I can't believe today is the day that Lexi would have turned 3 months old. It's crazy to think that three whole months has gone by. As I've been thinking about her a lot today it made me want to look back at when my other two kids were 3months old and I found these two pictures. The first on the left was when my oldest Paige was three months and the one on the right is my adorable little man Landen at 3months old. They grow so much in such a sort time.
It also makes me think and wonder what Alexis would be like right now and what she would look like. And I wish I could see her smiles and listen to her laughter and feel her gentle touch. But instead of doing those things I went to the monument place yesterday and checked on how her headstone is comming along. They were a little behind because of a death in their own family, but they said her headstone should be at the cemetary in 2-3 more weeks. It's comming along great and I can't wait to see it finished. We visited the cemetary the other day and Paige said she wanted to talk to Lexi so she got our of the car with me and was saying hello to her sister. We were just doing a short visit that day, because they had replanted new grass on her spot and I wanted to see how it was comming along. So I told Paige it was time to go back to the car and from my eye's Paige was just playing in the dirt. I yell "come on paige, stop playing in the dirt, we gotta go" Then Paige replies "But MOM I'm drawing Lexi a picture." My heart then softened and I let Paige finish "drawing" her picture for Lexi.

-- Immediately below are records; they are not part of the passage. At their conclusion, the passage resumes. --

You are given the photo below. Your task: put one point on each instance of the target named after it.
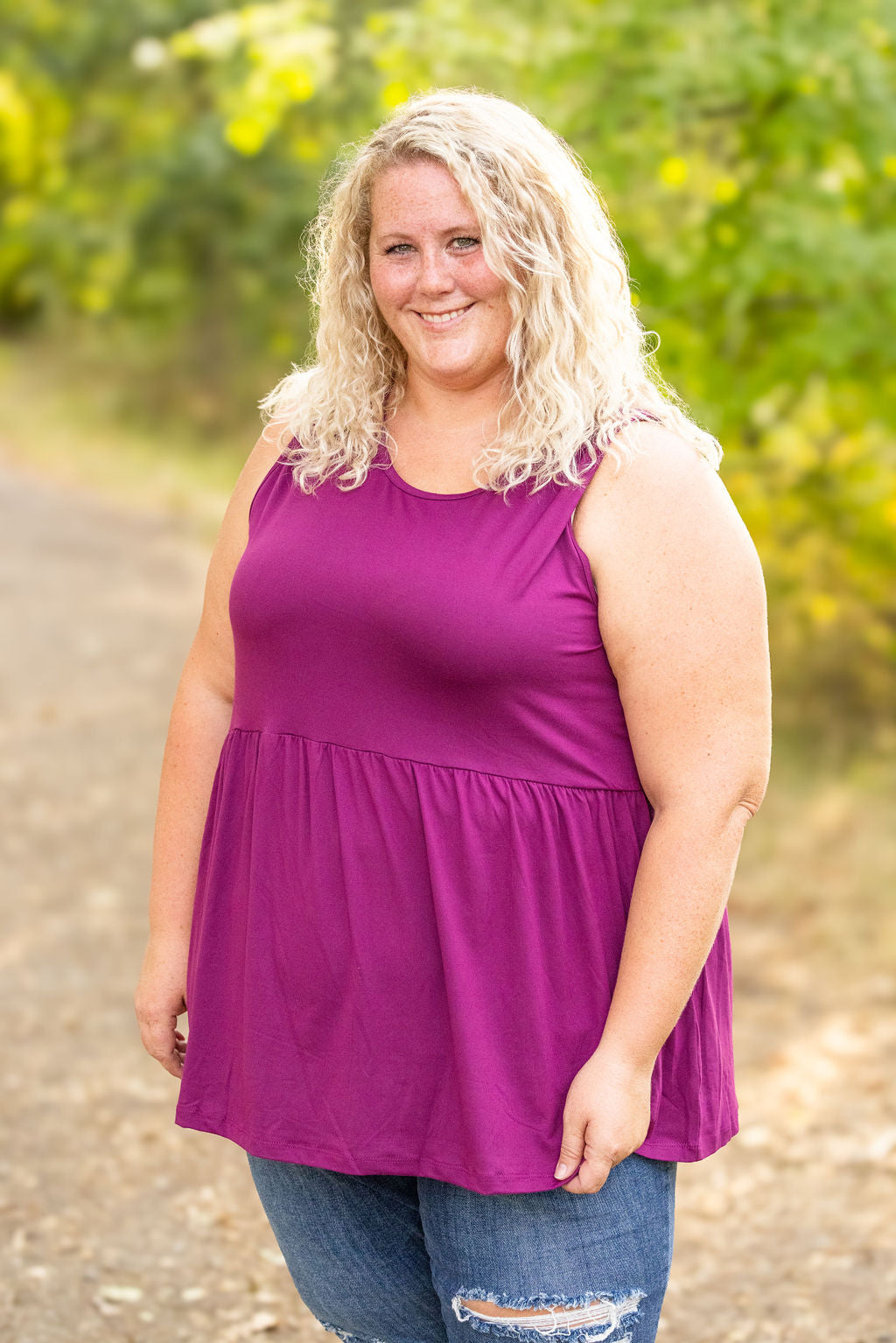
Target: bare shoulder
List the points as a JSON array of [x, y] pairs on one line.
[[662, 507]]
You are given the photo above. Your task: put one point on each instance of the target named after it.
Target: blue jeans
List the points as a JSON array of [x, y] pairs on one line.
[[396, 1259]]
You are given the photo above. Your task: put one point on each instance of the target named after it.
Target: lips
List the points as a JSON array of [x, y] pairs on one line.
[[442, 320]]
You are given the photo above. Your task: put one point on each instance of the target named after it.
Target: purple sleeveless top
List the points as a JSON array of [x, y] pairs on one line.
[[421, 845]]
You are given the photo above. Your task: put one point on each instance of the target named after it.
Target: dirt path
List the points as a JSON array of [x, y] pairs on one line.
[[117, 1225]]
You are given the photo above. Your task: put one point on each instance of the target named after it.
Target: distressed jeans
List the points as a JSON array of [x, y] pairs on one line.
[[404, 1259]]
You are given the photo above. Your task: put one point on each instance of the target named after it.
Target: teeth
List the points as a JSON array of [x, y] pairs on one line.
[[442, 318]]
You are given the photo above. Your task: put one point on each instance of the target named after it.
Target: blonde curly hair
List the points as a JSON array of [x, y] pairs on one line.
[[579, 364]]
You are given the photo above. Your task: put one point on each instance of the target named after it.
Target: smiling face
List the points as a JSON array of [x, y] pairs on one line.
[[430, 281]]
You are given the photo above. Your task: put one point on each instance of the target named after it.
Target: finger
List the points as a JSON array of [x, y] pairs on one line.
[[590, 1177], [571, 1152]]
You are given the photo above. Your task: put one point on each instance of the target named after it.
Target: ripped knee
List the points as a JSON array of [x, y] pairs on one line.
[[590, 1318]]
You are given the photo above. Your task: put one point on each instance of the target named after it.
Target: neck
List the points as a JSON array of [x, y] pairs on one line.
[[434, 403]]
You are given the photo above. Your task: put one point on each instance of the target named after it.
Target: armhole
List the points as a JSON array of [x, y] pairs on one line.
[[640, 414], [263, 487]]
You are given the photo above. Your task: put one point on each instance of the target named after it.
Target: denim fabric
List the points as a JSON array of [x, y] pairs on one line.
[[389, 1259]]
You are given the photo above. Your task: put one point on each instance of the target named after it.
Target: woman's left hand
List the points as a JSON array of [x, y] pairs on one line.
[[605, 1119]]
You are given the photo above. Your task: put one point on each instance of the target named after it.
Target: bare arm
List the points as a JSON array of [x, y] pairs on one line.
[[199, 722], [682, 620]]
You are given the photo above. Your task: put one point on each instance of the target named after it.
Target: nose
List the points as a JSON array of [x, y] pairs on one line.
[[436, 274]]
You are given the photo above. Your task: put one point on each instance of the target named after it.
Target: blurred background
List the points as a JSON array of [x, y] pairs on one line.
[[158, 161]]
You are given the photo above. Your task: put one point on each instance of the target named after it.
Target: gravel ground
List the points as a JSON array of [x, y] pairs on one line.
[[116, 1225]]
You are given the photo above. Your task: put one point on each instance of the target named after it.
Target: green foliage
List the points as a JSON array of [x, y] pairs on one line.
[[160, 158]]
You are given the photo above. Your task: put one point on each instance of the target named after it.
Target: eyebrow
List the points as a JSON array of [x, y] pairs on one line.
[[454, 228]]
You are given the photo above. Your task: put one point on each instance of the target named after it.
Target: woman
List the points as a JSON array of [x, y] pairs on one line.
[[459, 835]]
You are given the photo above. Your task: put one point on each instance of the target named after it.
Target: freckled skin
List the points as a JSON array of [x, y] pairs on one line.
[[426, 256]]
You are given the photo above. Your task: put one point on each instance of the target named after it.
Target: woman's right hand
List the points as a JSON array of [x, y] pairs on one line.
[[160, 999]]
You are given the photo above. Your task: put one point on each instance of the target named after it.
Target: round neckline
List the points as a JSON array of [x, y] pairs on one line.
[[413, 489]]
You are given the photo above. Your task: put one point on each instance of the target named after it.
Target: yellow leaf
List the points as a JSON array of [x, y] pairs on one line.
[[725, 190], [246, 135], [823, 607], [396, 93]]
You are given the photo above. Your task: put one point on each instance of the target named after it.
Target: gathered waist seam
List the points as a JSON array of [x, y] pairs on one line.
[[431, 765]]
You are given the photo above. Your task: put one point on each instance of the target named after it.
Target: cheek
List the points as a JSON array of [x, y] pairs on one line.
[[388, 286]]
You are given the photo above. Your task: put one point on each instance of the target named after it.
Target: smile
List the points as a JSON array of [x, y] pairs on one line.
[[444, 320]]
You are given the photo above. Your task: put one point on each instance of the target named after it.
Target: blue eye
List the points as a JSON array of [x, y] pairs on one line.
[[396, 248]]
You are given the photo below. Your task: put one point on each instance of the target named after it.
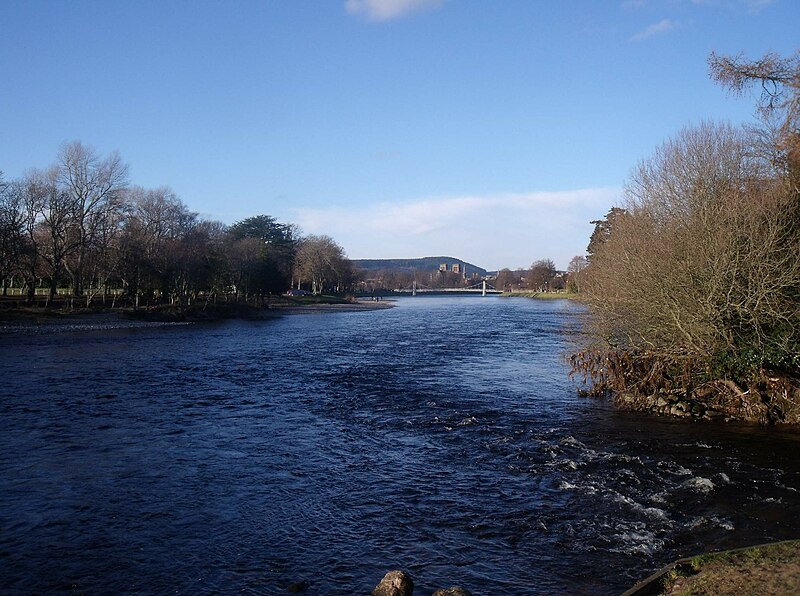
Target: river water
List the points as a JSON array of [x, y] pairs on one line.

I've known this day was approaching and I knew I wanted to blog about my feelings, but I've had a hard time finding the words or knowing the right thing to say. These recent weeks I've been yearning and missing my baby girl more then anything. I'de do anything to just hold her again. Which I know I will beable to thanks to my knowledge of eternal families and the gospel I have in my life, but it doesn't take away the pain and want I feel now. My Lexi bear helps in those moments because I can hold her, but it's not the same. I know I need to continue to pray for my Heavenly Fathers strength to surpass this pain and focus on the many things I am grateful for and have right in front of me. I read a story recently in the Ensign October 2012 issue (a magazine the The Church of Jesus Christ of Latter Day-Saints issues) and it was called Good things keep on coming by Caitlin A. Rush. The phrase that stuck out to me was "As someone who regrets the present turning so quickly into the past, I was grateful for the reminder to simply enjoy the moment and look to the future." Also, "Change is the Lord's way. He wants us to be happy and growing, to be excited to move on with our lives. Life is a journey, and while still enjoying the present and preparing for inevitable challenge's, we must move forward, remaining optimistic, our hearts open to the experiences and good things that are undoubtedly on their way."
This was something I needed to hear. I've felt like I've been stuck, mentally. Dwelling on the past and having a hard time moving forward. Even though I've physically been moving forward, by going back to work, and I just enrolled to start college in the spring to pursue my future. I feel days are just comming and going by a blinking of an eye and Alexis is disappearing. Not in my heart because she's constantly there, but everybody else just seems to be able to move forward and I have felt just so stuck. I don't like the present turning so quickly into the past. I want it to stay here longer. But change does have to happen and I know my Heavenly Father wants me to grow and be happy. Moving forward isn't going to mean I care about Lexi any less. So I need to continue with the journey, move forward and be optimistic because I know Heavenly Father will bless me and good things will keep on coming.



2 comments:
Happy three months dear sweet Lexi! Amber you expressed your feelings and mine so well when you said you felt like Alexis was disappearing. Talking about Joy is what brings me joy and every day seems to be harder to fit her in conversation. Thank you for the great quote, I will have to go and read that talk. Glad you got to go and see her today! Love you lots!!
The story of Paige drawing in the dirt made me cry! I just adore that girl! I love the "Change is the Lord's way..." quote. So true!! Love you Amber!